- Location within New York Location within the United States

Highest point
- Elevation: 1,496 feet (456 m)
- Coordinates: 42°06′04″N 73°31′03″W﻿ / ﻿42.1012017°N 73.5176201°W

Geography
- Location: SSE of Copake Falls, Columbia County, New York, U.S.
- Topo map: USGS Copake

= Washburn Mountain =

Mountain in New York, United States

Washburn Mountain is a 1496 ft mountain in New York. It is located south-southeast Copake Falls in Columbia County. From 1932 to 1964, the mountain was the location of a 60 ft steel fire lookout tower now located on Beebe Hill.

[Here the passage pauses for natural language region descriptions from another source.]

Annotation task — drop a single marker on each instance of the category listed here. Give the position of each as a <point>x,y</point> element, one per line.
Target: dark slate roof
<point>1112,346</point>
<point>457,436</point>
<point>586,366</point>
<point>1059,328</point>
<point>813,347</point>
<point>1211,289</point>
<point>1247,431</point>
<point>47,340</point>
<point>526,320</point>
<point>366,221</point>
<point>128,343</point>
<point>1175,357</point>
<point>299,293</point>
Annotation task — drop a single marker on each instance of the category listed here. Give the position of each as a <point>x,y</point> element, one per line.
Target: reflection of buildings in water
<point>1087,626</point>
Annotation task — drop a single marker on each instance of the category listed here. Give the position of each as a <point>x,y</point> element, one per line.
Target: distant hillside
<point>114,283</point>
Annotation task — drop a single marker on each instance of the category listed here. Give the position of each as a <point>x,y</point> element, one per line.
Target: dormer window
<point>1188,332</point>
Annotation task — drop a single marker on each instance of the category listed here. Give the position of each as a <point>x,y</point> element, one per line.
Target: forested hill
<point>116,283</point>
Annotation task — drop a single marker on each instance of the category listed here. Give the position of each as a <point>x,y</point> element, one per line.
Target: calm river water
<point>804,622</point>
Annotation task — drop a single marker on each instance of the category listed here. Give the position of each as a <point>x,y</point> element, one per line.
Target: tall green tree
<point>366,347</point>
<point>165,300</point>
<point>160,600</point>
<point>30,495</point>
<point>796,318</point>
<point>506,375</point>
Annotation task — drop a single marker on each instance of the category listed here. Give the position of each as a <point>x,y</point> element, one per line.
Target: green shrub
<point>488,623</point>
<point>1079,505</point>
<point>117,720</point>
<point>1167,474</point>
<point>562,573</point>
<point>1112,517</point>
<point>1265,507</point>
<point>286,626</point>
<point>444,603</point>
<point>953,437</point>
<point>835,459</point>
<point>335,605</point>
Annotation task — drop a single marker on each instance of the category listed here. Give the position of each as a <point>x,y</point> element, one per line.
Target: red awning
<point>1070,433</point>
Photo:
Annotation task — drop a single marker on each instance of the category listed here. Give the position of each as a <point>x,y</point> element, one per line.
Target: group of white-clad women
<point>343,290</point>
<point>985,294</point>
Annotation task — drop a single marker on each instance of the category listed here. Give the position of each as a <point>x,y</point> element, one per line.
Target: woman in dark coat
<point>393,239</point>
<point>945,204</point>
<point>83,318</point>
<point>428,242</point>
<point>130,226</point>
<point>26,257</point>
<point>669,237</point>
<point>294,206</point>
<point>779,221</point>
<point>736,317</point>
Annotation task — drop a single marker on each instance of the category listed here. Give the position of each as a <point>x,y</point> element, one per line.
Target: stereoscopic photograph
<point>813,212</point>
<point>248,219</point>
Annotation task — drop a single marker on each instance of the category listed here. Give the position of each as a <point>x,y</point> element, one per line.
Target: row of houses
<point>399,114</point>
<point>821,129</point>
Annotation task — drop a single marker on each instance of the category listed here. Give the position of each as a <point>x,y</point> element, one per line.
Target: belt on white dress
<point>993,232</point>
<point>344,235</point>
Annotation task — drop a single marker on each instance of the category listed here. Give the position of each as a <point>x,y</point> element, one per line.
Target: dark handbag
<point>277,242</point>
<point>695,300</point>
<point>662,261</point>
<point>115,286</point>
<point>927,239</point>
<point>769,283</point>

Alander Mountain is located southeast of Washburn Mountain.

==History==
In August 1930, the Conservation Commission received a notice from Mr. William A. Miles of Salisbury, Connecticut that he was terminating the lease to the part of his property being used as the site for the tower on nearby Alander Mountain. In response the park had the tower dismantled by the end of the year. The parts were placed in storage at High Valley Farm, the home of then Commissioner Francis R. Masters, until it was decided where the tower would be rebuilt. In late 1932, the tower was rebuilt on private lands on Washburn Mountain and became operational in 1933. The tower remained on Washburn Mountain until 1964, when it was moved to Beebe Hill, where it remains today.